Podemos ver uma lógica nas reações de grupos profissionais semelhantes que vivem
experiências parecidas, mas não podemos predicar nenhuma lei. A consciência de
classe surge da mesma forma em tempos e lugares diferentes, mas nunca exatamente
da mesma forma (THOMPSON, 1987:13)
As experiências das mulheres na produção extrativa têm sido mascaradas pelo
ocultamento, tentativa de silenciar os fatos, nestes casos, tanto pelas populações locais e das
próprias mulheres, quanto por parte de estudiosos desse campo do conhecimento. Para
Simonian (1997), em algumas poucas atividades extrativas, a "invisibilidade" e as tentativas de
silêncio e negação não se colocam como problemas para as mulheres. Entretanto, pelo baixo
valor econômico de tais atividades, as mesmas são igualmente discriminadas e oprimidas
(SIMONIAN, 1997).
6. Considerações finais
Com a pesquisa de campo e levantamento bibliográfico sobre a produção científica desta
atividade, a qual nos propomos a estudar, podemos considerar que a história da participação da
mulher na produção do óleo essencial extraído do pau-rosa, no Amazonas e no Pará, ainda está
por construir, e este trabalho tem por objetivo contribuir no sentido de chamar atenção da
academia para tomar esta atividade como objeto de pesquisa, haja vista que esse período é parte
integrante da história econômica e social da Amazônia, ainda que silenciada.

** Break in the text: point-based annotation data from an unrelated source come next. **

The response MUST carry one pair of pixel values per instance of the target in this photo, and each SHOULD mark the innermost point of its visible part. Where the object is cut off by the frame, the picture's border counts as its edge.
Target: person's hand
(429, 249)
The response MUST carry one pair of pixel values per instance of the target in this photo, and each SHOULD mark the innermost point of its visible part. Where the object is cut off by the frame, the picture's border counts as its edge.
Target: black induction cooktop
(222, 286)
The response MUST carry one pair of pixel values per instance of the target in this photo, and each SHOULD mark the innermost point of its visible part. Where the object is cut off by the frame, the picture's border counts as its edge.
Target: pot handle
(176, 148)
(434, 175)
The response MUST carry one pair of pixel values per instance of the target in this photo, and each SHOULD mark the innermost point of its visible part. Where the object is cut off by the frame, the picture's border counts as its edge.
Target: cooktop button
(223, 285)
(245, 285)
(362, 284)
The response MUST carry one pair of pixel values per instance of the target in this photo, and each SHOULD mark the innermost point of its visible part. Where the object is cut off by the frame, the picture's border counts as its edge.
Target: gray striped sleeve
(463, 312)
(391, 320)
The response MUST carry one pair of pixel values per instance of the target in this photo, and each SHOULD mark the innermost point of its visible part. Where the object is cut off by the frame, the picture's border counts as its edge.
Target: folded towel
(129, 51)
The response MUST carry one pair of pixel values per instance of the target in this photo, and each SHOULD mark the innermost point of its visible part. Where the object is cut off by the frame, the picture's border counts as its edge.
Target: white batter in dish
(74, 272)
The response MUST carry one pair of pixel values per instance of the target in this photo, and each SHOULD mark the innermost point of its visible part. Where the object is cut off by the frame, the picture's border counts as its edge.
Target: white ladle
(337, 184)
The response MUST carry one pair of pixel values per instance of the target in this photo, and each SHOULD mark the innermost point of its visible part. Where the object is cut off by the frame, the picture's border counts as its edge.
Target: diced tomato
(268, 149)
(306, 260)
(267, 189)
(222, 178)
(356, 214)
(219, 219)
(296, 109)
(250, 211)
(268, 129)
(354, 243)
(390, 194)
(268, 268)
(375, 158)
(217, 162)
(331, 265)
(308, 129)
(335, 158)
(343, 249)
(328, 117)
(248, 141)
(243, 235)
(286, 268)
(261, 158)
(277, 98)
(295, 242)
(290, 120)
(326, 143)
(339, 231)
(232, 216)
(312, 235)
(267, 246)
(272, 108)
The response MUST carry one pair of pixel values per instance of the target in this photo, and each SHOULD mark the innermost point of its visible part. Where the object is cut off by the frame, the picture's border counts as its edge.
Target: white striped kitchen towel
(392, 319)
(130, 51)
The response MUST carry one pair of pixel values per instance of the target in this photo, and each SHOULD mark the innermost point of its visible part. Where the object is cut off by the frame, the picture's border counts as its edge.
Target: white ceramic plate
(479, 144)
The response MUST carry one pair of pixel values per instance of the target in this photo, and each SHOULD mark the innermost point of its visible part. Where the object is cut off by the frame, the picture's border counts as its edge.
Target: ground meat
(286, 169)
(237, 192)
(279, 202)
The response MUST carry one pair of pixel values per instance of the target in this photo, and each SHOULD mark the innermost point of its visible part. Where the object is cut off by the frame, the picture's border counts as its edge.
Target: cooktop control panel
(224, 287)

Talvez seja uma
peça do quebra-cabeça que falta para compreender novas questões no que concerne ao trabalho
na região. A documentação sobre a dimensão mais ampla da vida das mulheres das usinas, ou
seja, sobre o seu cotidiano é, igualmente, quase inexistente quanto às dos homens. Mas alguns
informes, confirmam que participação da mulher no processo de produção da essência, não só
antiga, como persistente em muitas outras áreas. A discussões aqui apresentadas considera que
as mulheres internalizam a ideologia que trata as atividades extrativistas como masculinas, em
detrimento de seus próprios interesses e potencial enquanto força de trabalho ativa e produtiva.